Cuando hubo clareado lo suficiente observó el valle con los prismáticos. Todo palideciendo hasta sumirse en tinieblas. La suave ceniza barriendo el asfalto en remolinos dispersos. Examinó lo que podía ver. Segmentos de carretera entre los árboles muertos allá abajo. Buscando algo que tuviera color. Algún movimiento. Algún indicio de humo estático. Bajó los prismáticos y se quitó la mascarilla de algodón que cubría su cara y se frotó la nariz con el dorso de la muñeca y luego miró otra vez. Se quedó allí sentado con los gemelos en la mano, viendo cómo la cenicienta luz del día cuajaba sobre el terreno. Solo sabía que el niño era su garantía. Y dijo: Si él no es la palabra de Dios, Dios no ha hablado nunca.

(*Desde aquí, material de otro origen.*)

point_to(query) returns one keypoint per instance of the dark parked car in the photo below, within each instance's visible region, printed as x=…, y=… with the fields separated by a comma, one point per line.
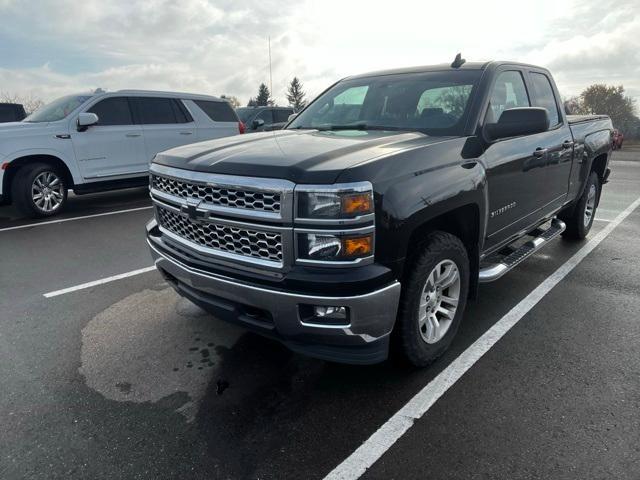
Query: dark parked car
x=380, y=208
x=11, y=112
x=617, y=139
x=263, y=119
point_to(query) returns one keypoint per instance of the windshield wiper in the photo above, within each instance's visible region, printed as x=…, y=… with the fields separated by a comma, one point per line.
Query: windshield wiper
x=352, y=126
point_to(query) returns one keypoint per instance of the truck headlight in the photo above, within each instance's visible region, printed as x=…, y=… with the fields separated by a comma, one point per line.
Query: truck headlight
x=328, y=247
x=335, y=202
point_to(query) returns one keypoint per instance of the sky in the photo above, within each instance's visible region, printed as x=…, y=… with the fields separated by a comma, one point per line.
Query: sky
x=52, y=48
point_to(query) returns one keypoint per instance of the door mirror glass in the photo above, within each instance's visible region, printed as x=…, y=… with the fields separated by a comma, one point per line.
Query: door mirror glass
x=85, y=120
x=518, y=121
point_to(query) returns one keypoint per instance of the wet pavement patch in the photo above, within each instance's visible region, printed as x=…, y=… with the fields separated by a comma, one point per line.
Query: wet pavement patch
x=141, y=349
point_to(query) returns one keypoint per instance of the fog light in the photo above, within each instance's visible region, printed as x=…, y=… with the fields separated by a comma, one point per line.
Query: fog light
x=323, y=311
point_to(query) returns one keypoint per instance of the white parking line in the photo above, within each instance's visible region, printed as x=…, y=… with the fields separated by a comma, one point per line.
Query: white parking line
x=377, y=444
x=98, y=282
x=62, y=220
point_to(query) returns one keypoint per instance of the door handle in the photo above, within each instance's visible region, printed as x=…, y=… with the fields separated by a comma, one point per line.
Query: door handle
x=540, y=152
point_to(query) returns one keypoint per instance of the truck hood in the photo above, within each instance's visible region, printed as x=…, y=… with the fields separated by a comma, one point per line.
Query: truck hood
x=302, y=156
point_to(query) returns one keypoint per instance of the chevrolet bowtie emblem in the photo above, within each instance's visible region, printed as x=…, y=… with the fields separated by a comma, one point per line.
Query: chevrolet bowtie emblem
x=191, y=210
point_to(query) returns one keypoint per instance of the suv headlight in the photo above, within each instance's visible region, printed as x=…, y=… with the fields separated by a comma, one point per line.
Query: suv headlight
x=334, y=223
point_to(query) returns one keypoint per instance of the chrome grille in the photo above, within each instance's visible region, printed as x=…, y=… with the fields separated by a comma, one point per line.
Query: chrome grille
x=219, y=195
x=262, y=245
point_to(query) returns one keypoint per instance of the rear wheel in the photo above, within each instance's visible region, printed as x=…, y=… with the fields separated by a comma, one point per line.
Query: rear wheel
x=39, y=190
x=434, y=299
x=580, y=221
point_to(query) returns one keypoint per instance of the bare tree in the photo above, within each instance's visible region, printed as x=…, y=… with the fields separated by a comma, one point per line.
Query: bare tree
x=30, y=102
x=608, y=100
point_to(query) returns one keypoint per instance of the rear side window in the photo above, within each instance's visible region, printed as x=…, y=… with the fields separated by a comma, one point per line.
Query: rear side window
x=156, y=111
x=113, y=111
x=217, y=111
x=545, y=97
x=508, y=92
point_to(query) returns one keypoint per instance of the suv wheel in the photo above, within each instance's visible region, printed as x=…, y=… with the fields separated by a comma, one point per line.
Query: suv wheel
x=580, y=220
x=39, y=190
x=434, y=299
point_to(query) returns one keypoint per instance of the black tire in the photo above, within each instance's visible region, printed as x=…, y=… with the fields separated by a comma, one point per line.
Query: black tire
x=577, y=225
x=21, y=190
x=438, y=247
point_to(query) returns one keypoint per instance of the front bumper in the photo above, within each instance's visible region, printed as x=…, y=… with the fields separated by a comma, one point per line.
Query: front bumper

Cuando volvió, el chico seguía durmiendo. Retiró la lona de plástico azul que lo cubría y la dobló y la llevó al carrito de supermercado y la metió dentro y regresó con los platos y unos copos de avena en su bolsa de plástico y una botella de plástico de sirope. Extendió en el suelo la pequeña lona que les servía de mesa y colocó las cosas y se sacó la pistola del cinturón y la dejó sobre el mantel y luego se quedó mirando cómo dormía el chico. Se había quitado la mascarilla por la noche y estaba sepultada bajo las mantas. Observó al chico y miró entre los árboles hacia la carretera. Ese lugar no era seguro. Ahora que era de día podían verlos desde la carretera. El chico se movió. Luego abrió los ojos. Hola, papá, dijo.
Aquí estoy.
Ya lo sé.
Una hora después estaban en la carretera. Él empujaba el carrito y entre los dos cargaban las mochilas. En las mochilas había cosas básicas. Por si tenían que abandonar el carrito y echar a correr. Asegurado al asa del carrito había un retrovisor de motocicleta que él utilizaba para mirar la carretera a sus espaldas. Se subió un poco más la mochila y observó el campo devastado. La carretera estaba desierta. En el pequeño valle la serpiente todavía gris de un río. Inmóvil y precisa. A lo largo de la orilla unos carrizos secos. ¿Estás bien?, dijo. El chico asintió con la cabeza. Luego echaron a andar por el asfalto bajo una luz gris plomo, arrastrando los pies por la ceniza, cada cual el mundo entero para el otro.